What is snowflake-arctic-embed-l-v2.0?

Snowflake's Arctic Embed L v2.0 represents a significant advancement in multilingual embedding models, designed specifically for enterprise-grade text retrieval applications. This model sets a new standard by delivering exceptional performance in both English and non-English text retrieval without compromising either.

Implementation Details

Built upon BAAI/bge-m3-retromae architecture, this model features 568M parameters with 303M non-embedding parameters. It supports a context window of up to 8192 tokens through RoPE (Rotary Position Embedding) and implements Matryoshka Representation Learning (MRL) for efficient embedding compression.
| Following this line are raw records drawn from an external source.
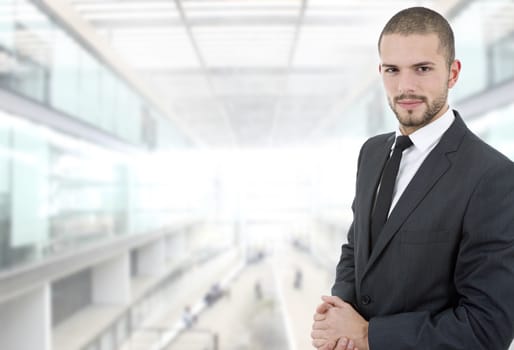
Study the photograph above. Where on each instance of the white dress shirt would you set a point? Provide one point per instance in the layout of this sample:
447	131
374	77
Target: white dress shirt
423	142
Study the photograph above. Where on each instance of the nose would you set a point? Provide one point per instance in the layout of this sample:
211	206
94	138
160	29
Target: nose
406	83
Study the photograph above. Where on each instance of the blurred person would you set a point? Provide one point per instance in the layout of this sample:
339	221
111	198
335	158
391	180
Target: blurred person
298	278
429	262
188	317
257	290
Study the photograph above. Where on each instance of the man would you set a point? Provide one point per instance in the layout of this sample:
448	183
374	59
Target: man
429	262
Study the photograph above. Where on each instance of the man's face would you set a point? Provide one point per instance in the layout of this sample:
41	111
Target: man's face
416	78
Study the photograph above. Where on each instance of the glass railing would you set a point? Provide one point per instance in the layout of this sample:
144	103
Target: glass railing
41	60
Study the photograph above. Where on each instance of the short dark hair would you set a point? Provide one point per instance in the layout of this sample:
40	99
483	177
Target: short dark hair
421	20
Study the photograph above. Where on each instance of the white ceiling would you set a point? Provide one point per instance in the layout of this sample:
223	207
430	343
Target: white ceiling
249	73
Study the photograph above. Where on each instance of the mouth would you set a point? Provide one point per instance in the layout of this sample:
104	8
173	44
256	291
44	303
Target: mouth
409	103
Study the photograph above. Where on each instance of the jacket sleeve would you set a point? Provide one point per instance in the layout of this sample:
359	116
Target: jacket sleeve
483	316
344	286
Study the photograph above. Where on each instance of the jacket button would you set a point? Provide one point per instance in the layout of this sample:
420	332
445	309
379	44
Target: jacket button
365	299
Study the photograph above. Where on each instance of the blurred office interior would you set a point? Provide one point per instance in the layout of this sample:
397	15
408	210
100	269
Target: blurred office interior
178	174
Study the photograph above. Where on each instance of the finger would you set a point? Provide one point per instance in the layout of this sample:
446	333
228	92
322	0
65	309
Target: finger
319	334
322	308
319	317
341	344
319	343
330	345
319	325
333	300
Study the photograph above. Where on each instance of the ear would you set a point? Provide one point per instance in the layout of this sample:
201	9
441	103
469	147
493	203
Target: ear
454	73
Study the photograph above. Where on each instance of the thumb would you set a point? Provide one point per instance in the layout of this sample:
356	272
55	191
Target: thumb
322	308
333	300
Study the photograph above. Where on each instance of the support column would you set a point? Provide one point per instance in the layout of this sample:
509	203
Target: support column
25	321
111	281
151	258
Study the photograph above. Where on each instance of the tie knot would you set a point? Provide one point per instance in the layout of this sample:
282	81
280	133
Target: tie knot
402	142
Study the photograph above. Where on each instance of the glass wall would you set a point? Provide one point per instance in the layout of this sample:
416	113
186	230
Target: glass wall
39	59
58	193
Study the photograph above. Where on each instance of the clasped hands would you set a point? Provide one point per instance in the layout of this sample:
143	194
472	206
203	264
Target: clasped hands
337	326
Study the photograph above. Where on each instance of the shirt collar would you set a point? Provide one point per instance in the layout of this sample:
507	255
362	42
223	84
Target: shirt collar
430	134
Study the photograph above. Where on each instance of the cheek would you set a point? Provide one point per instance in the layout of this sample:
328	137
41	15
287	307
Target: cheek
389	86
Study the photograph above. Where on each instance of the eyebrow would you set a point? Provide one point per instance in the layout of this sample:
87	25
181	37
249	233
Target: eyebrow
420	64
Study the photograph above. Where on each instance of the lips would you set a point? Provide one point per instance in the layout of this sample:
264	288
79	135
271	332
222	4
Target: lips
409	104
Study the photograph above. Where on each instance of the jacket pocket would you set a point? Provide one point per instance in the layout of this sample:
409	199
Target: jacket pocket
424	236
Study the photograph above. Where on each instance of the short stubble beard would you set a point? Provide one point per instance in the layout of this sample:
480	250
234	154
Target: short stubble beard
432	110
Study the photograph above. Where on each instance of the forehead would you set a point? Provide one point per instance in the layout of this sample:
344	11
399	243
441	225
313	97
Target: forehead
399	49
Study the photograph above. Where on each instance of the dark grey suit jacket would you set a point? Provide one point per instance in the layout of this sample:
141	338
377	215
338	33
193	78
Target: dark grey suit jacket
441	275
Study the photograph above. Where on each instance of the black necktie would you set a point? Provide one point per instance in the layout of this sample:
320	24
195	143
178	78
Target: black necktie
385	193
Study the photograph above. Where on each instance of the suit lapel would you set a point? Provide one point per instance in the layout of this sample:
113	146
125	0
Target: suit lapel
431	170
369	183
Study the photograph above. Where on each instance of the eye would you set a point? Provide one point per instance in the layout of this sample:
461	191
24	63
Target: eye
391	70
424	69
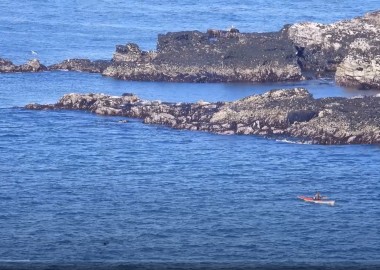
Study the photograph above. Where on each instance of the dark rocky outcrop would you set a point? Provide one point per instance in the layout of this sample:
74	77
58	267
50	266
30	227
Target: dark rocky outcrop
348	50
33	65
279	113
214	56
84	65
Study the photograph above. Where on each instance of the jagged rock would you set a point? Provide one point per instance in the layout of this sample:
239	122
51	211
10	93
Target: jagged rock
85	65
350	48
361	67
285	113
321	48
214	56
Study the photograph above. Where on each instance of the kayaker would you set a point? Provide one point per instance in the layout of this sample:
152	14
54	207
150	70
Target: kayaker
317	196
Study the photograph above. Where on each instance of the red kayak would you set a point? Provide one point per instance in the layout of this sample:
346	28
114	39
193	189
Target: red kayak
311	199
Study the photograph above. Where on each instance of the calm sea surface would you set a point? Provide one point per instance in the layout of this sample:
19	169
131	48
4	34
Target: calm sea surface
76	187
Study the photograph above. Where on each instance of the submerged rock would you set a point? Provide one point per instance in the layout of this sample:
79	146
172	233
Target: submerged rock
84	65
33	65
277	113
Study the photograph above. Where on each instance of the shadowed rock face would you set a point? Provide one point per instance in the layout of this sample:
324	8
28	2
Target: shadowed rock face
343	46
278	113
33	65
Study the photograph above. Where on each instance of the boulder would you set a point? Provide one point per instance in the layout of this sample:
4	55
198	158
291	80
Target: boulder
286	113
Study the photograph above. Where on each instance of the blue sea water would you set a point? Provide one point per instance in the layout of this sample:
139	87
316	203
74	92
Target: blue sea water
76	187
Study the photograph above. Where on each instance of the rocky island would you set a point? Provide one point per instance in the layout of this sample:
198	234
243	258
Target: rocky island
347	50
286	113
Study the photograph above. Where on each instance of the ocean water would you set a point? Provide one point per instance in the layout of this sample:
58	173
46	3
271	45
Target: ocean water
76	187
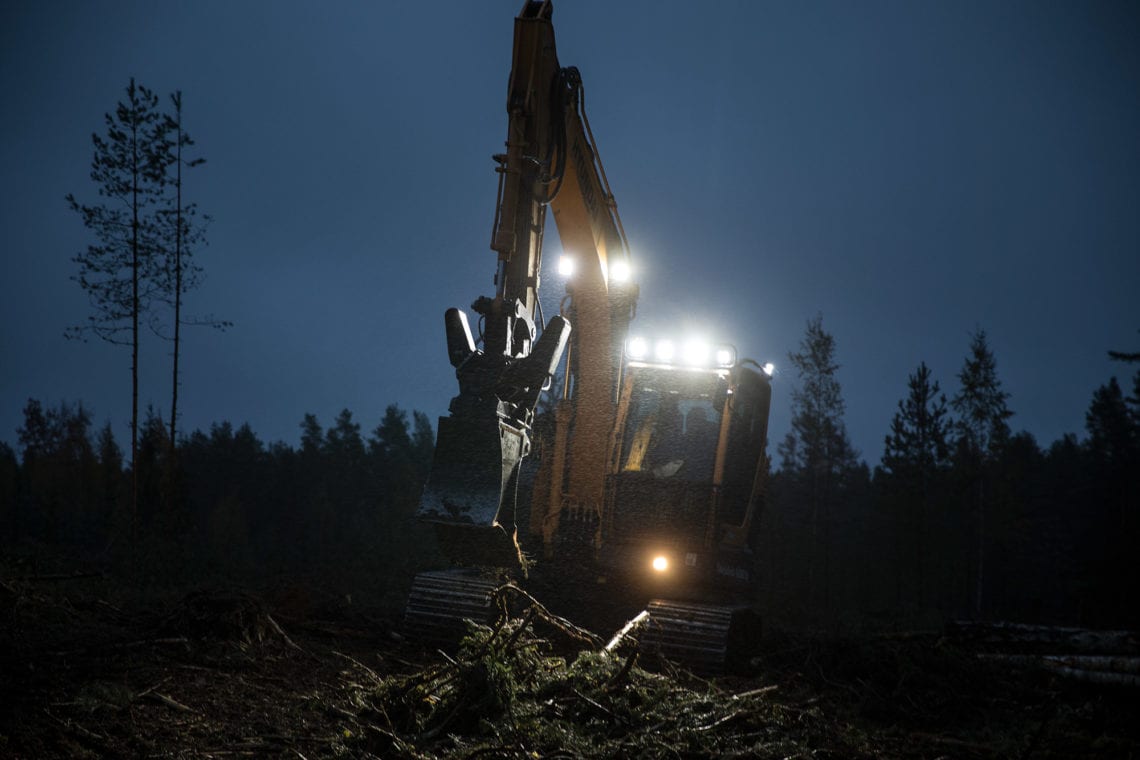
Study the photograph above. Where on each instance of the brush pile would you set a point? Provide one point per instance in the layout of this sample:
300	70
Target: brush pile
510	693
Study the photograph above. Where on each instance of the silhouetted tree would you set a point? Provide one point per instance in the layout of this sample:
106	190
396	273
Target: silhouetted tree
58	468
982	431
119	271
816	454
181	231
9	491
914	458
1114	448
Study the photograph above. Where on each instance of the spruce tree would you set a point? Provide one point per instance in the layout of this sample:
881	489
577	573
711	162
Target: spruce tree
982	432
816	452
914	457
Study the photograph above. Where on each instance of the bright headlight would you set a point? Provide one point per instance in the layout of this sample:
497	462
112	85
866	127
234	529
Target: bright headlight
695	353
725	356
637	348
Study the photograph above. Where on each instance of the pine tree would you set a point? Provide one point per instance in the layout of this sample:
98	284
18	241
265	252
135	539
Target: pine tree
120	270
182	230
816	454
982	430
914	457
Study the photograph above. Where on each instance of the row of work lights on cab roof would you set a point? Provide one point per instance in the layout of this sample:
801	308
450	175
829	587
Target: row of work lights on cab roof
692	352
695	353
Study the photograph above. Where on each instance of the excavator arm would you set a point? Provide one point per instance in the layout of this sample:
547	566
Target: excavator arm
550	161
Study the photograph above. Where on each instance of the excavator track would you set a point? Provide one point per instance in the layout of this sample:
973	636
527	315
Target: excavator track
441	601
698	636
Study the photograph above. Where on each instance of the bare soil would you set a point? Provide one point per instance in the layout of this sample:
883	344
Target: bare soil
90	671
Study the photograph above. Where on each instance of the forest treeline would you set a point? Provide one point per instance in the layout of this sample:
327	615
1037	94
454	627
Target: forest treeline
335	512
963	519
1014	532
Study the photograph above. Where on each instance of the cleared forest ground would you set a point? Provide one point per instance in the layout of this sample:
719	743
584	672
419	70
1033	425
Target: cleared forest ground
87	671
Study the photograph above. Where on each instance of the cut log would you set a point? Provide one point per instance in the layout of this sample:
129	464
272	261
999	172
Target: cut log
1041	639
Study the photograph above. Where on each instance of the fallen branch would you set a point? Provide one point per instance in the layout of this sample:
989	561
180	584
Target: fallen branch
637	620
561	623
170	702
755	692
291	643
372	673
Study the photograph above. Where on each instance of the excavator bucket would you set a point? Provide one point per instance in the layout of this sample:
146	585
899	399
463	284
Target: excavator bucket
470	495
474	463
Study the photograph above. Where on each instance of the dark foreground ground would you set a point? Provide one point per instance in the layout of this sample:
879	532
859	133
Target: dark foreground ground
90	672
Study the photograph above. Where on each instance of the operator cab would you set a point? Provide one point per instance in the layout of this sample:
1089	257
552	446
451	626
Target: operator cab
686	472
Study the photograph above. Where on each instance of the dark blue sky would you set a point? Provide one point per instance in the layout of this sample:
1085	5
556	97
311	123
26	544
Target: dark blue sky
910	170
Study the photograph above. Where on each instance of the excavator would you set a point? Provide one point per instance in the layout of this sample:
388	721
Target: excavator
640	479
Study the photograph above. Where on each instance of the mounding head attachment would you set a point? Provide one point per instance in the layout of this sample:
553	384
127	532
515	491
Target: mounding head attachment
470	495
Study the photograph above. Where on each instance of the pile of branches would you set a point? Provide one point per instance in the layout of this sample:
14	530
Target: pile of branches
511	693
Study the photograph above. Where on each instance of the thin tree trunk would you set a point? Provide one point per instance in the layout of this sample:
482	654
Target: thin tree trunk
979	580
135	333
178	270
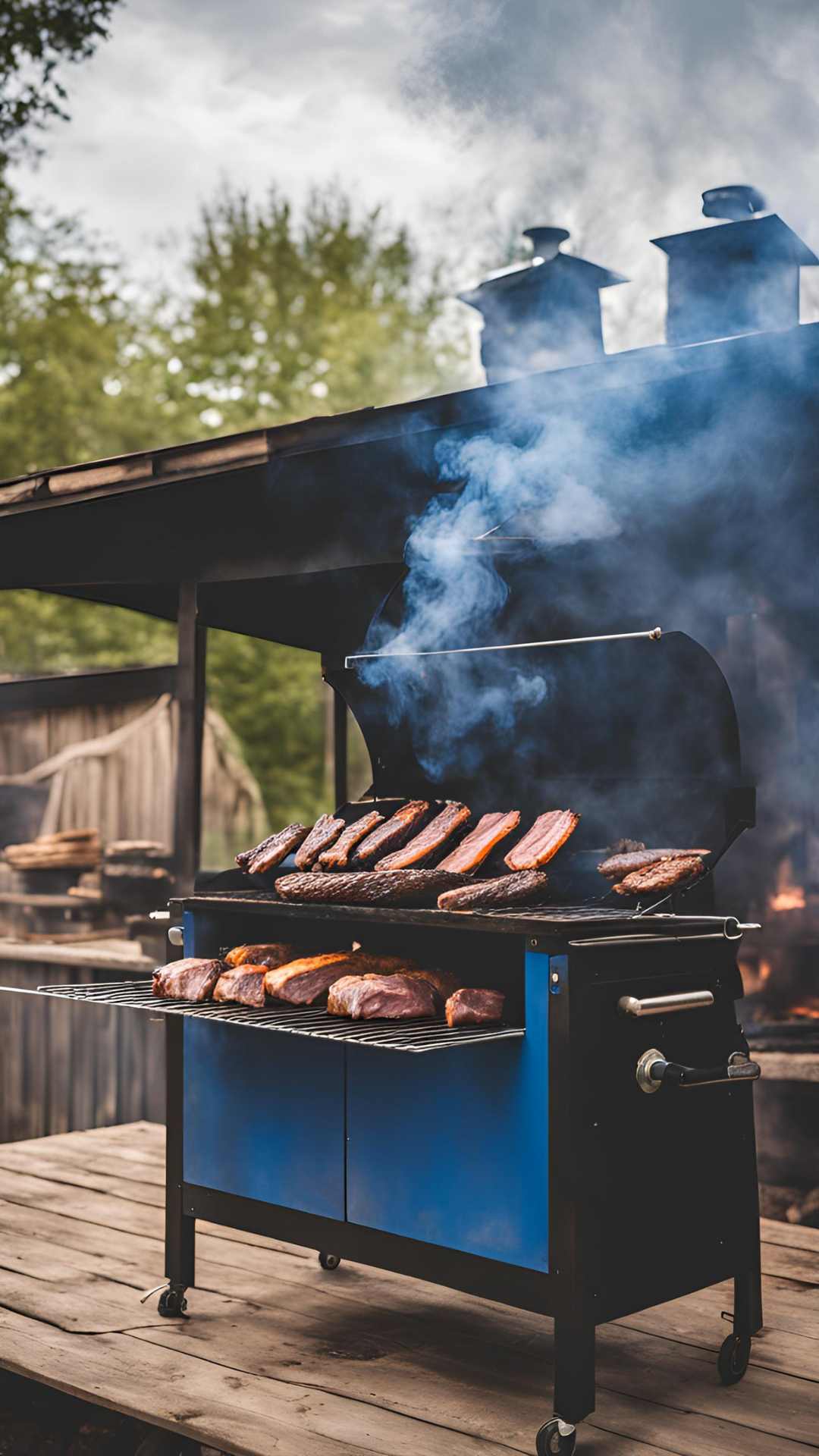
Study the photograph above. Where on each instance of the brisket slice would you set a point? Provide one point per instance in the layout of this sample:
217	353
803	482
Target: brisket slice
241	983
485	894
482	840
394	998
338	854
390	887
273	849
542	840
392	833
322	835
474	1006
664	875
428	840
617	865
191	979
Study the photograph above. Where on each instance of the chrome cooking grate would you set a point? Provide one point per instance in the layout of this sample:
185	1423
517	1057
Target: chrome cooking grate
426	1034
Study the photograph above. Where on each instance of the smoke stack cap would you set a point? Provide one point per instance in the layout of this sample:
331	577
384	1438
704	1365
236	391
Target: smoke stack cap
732	202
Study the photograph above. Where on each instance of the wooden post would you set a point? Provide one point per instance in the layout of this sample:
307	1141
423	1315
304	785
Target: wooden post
190	707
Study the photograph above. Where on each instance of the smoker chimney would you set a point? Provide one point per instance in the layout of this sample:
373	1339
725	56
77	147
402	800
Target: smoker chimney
542	316
741	277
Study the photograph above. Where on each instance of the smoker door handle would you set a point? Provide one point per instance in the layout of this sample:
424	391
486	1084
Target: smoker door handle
654	1072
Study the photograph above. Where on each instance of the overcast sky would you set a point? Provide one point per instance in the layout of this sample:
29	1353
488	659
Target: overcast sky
604	115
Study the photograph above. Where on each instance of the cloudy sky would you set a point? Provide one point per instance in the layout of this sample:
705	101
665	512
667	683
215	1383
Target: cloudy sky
466	117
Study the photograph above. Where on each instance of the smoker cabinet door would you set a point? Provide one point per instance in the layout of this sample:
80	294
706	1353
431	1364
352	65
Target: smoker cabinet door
450	1147
264	1116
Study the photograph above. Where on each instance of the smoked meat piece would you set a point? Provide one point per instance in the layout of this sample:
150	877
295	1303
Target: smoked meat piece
390	887
392	833
662	875
381	996
617	865
273	849
542	840
322	835
493	894
241	983
338	854
191	979
474	1006
482	840
428	840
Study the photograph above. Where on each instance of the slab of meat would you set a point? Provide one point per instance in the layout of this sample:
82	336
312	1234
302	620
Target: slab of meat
542	840
662	875
482	840
392	833
390	887
191	979
273	849
525	887
617	865
241	983
267	956
371	998
322	835
338	854
474	1006
428	840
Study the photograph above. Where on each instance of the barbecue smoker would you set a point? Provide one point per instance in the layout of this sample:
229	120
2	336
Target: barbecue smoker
591	1156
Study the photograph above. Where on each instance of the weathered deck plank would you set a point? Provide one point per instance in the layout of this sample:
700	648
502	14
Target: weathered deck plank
281	1357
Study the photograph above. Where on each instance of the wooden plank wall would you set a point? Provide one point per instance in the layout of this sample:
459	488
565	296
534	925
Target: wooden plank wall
67	1066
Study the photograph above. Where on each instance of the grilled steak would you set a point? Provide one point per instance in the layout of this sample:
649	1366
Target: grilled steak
617	865
482	840
322	835
542	840
191	979
338	854
474	1006
392	833
487	894
428	840
241	983
394	998
662	875
273	849
391	887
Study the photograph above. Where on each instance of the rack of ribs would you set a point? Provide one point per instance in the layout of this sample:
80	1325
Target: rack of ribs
388	887
392	833
482	840
436	833
191	979
273	849
394	998
474	1006
548	833
523	887
322	835
338	854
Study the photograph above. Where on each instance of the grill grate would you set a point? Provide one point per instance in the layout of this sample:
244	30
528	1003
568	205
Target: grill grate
426	1034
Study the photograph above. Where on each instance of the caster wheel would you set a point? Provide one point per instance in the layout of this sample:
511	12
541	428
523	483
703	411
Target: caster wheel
172	1302
733	1357
556	1439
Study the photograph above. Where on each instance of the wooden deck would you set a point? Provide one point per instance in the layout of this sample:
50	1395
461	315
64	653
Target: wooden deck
280	1357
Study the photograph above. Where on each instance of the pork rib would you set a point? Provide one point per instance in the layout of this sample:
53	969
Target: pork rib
542	840
390	887
428	840
482	840
523	887
338	854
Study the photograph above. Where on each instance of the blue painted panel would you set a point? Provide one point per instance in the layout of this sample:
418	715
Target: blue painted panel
264	1116
452	1147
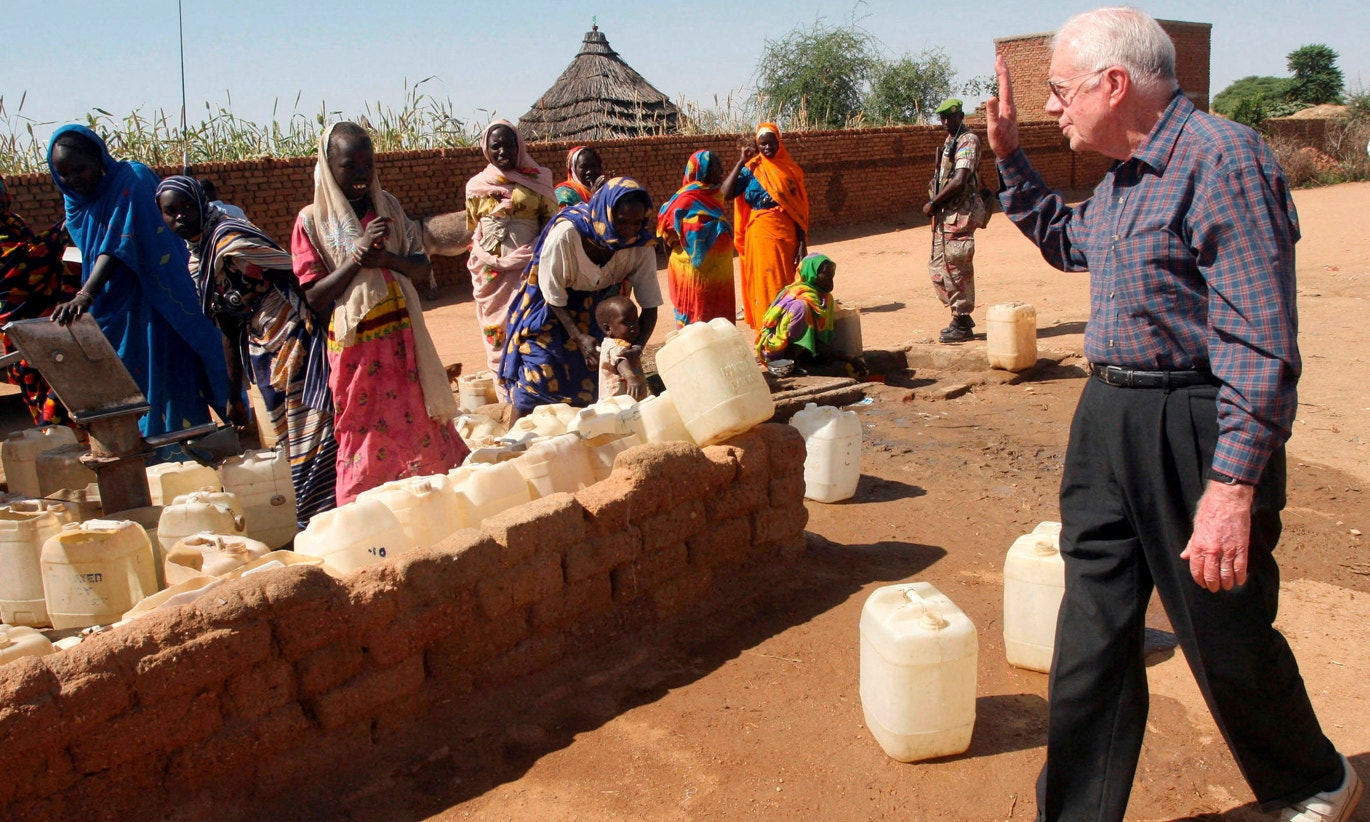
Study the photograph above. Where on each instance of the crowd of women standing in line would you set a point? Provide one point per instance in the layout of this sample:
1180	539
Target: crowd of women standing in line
329	329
Achieves state-of-the-art performance on MTEB Retrieval, MIRACL, and CLEF benchmarks
Supports vector compression down to 128 bytes per document
Implements efficient inference with 1024-dimensional embeddings
Offers drop-in replacement capability for existing infrastructure

Core Capabilities

Superior multilingual performance with NDCG@10 scores of 55.6 on BEIR, 55.8 on MIRACL, and 54.3 on CLEF
Efficient compression with less than 3% quality degradation when reduced to 256 dimensions
Enterprise-ready with Apache 2.0 license for commercial applications
Seamless integration with popular frameworks like Sentence Transformers and Hugging Face

Frequently Asked Questions

Q: What makes this model unique?

The model's ability to maintain high performance across multiple languages while supporting efficient compression and long context windows makes it stand out. It achieves this without the usual trade-offs between English and non-English performance.

Q: What are the recommended use cases?

The model is ideal for enterprise-scale multilingual search and retrieval applications, particularly where storage efficiency and query performance are crucial. It's especially suitable for applications requiring high-quality cross-lingual document retrieval and semantic search.